フォーレの「ピアノとオーケストラのための幻想曲」を調べる(19)2020/06/29 23:00:00

今回は練習記号18、447小節から調べる。ピアノは447小節で和音Cを鳴らすが次にB♭に下がり、次の小節ではAで解決する。
フォーレ「ピアノとオーケストラのための幻想曲」第447小節
これは、ビクトリーコードと「カセットテープミュージック」で名付けられたA♭⇒B♭⇒Cとは逆向きの進行になっている。もちろん、逆向きというだけでなくA♭とAの違いはあるが、わたしは向きの違いにこだわりたいと思う。フォーレはビクトリーではなく、撤退を好んだのだろう。

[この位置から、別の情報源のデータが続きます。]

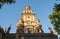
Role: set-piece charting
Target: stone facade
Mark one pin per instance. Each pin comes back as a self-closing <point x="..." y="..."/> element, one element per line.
<point x="28" y="27"/>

続いて449小節からも、G→F→Eという進行でダメ押しをしている。
そして456小節からは6連符に続いてオクターブのトレモロ(バッテリー)を導入している。
フォーレ「ピアノとオーケストラのための幻想曲」第456小節
このトレモロは全音音階であるのもポイントで、このころのフォーレは全音音階を好んで使っている。全音音階の特徴は、青島広志の「究極の楽典」によれば≪半音を含まないので、浮き上がるような雰囲気をもっています≫とあり、まさにそのような効果が出ている。